Why is mentorship so important to you?
My path of advocacy and mentorship is about being aware, of letting voices be heard that aren’t being recognized or haven’t been recognized traditionally.
Who are your favourite directors in Canada?
There are lots of wonderful directors. Certainly, there are 160 of them that I love and admire because they’ve gone through our program and we’ve been right behind them in their careers. Then there are the women directors who have mentored like Anne Wheeler, Norma Bailey, Stacey Curtis and Léa Pool. We have a wonderfully rich pool of female directors in Canada that I think are highly undervalued. There are only a handful of women directors in Canada that are consistently working but I think they’re an eclectic bunch and I love that about them.
What advice would you give to wannabe TV writers and producers trying to find their first job?
This industry is really based on sincere relationships. We’re all inundated with requests for support and help. It’s from the sincere individual who is really ready to work hard on their career path that inspires people to take notice and to offer assistance. To make a long story short, take responsibility for the work that you have to do to develop the contacts and relationships that you need in this industry.
Do you think Kathryn Bigelow’s Oscar win for best director made an impact on the industry? Do you think there is more opportunity for females in a directorial role now?

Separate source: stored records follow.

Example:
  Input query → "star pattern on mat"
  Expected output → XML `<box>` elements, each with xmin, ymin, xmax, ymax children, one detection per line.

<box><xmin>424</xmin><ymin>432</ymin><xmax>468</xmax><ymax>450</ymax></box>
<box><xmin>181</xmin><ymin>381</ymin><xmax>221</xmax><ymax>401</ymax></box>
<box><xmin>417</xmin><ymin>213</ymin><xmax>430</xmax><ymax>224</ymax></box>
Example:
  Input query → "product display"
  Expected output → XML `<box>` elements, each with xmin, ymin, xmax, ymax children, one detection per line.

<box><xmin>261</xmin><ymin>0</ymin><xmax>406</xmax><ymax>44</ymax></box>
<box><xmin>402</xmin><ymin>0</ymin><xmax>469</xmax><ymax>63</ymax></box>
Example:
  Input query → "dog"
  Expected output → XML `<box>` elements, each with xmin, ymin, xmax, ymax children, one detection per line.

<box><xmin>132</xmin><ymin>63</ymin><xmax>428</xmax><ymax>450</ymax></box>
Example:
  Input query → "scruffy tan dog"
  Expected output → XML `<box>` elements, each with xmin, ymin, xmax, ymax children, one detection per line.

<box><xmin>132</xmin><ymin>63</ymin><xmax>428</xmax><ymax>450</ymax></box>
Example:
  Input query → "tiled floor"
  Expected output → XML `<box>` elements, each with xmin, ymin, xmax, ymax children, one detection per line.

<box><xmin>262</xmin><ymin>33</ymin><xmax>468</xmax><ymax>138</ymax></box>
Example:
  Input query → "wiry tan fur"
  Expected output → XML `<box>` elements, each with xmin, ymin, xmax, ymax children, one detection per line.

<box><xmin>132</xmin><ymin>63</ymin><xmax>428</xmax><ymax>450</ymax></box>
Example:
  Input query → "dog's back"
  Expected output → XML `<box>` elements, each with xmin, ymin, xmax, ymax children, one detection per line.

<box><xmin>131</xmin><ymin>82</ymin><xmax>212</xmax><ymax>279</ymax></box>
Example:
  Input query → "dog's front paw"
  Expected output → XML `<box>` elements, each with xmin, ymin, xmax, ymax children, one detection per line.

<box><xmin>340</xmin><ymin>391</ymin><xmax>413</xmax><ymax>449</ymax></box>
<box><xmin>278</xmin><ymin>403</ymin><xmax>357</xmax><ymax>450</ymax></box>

I have a definite opinion on that. I think it made an impact for sure but I don’t think it made an impact in the way that we expect it might have. When a woman achieves something like this, a milestone, the Oscar for feature films, there is a tendency for a “resting on the laurels” type of attitude to take hold. In the subsequent years, there were no women nominated for that directorial accolade. There’s a tendency to have a backlash or a pendulum swing in the opposite direction and I wouldn’t be surprised if it was a couple of years before another woman gets nominated for an Oscar. It would be delightful if the pendulum went into the middle and it would be a mixed bag from year to year but historically, I haven’t seen things play themselves out that way. It’s great that she won but I predict that the pendulum will be on the other side for some time now. People will say a woman has won already so we don’t have to worry about that now.